Di waktu yang sama, Koordinator Aliansi Cerahkan Negeri, Indram mengungkapkan bahwa maksud dari tulisan di spanduk itu adalah menyadarkan masyarakat bahwa saat ini sedang ada upaya penggeseran makna perkosaan.
“Masyarakat kini sedang diubah mindset-nya, seolah hubungan seksual yang diawali dengan suka-sama-suka lalu disesali sama dengan perkosaan, padahal tentu saja ini merupakan dua hal yang sangat berbeda. Perkosaan itu jahat, masalahnya hubungan seksual yang disesali itu tetap bukan perkosaan,” ungkap Indram.
Indram juga menjelaskan bahwa kalau ada pasangan di luar ikatan perkawinan melakukan hubungan seksual atas dasar suka sama suka, kemudian salah satu pihak menyesali itu karena ada konflik atau adanya perjanjian yang dilanggar tidak dapat disamakan dengan perkosaan.

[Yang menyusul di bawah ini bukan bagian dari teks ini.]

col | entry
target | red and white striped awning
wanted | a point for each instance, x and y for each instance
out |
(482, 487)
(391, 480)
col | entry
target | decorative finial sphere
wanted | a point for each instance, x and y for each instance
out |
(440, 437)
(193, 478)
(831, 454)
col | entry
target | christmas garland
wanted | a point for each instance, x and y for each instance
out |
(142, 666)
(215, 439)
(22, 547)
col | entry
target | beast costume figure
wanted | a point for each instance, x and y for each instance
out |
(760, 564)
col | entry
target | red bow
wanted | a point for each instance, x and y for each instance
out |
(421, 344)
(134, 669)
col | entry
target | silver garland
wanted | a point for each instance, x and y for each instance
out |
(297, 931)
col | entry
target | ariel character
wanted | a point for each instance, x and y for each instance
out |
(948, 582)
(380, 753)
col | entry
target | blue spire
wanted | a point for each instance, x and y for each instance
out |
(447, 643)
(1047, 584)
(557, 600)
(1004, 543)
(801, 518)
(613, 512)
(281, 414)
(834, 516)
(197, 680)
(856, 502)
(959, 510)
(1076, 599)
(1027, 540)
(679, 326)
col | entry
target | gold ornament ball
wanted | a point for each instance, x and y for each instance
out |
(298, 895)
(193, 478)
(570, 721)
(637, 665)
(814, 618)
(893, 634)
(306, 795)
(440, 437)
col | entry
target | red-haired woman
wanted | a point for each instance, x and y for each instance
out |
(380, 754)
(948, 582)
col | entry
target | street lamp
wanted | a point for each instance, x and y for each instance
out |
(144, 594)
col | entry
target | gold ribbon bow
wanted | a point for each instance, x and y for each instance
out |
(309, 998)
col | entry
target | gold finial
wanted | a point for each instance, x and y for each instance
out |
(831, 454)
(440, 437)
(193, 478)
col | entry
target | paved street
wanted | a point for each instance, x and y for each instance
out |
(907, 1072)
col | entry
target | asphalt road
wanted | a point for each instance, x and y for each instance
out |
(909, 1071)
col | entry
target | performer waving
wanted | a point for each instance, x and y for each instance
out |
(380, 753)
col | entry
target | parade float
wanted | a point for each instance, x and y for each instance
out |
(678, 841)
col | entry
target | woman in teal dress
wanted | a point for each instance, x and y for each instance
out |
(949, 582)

Menurut Indram, pembedaan ini penting karena jika hubungan seksual di luar ikatan perkawinan yang disesali disamakan dengan perkosaan akan menimbulkan celah untuk melindungi kebebasan seksual yang dilakukan oleh pihak yang mengaku dirugikan, sehingga mereka bebas dari kejahatan yang mereka lakukan.
"Pada rumusan draft RUU TPKS sebelumnya kami juga telah mengkritik unsur “tipu daya” dan “rangkaian kebohongan” sebagai unsur fakultatif pada sifat kesalahan hubungan seksual yang akan menjadi instrumentasi bagi kebebasan seksual, namun Baleg DPR masih mengabaikan kritik kami," tambahnya.
“Kasus perkosaan akhir-akhir ini jelas ditunggangi, apa hubungannya kasus perkosaan dengan pengesahan RUU TPKS? Padahal di draft terbaru RUU TPKS yang kami terima gak ada pasal yang menindak perkosaan.” pungkas Indram.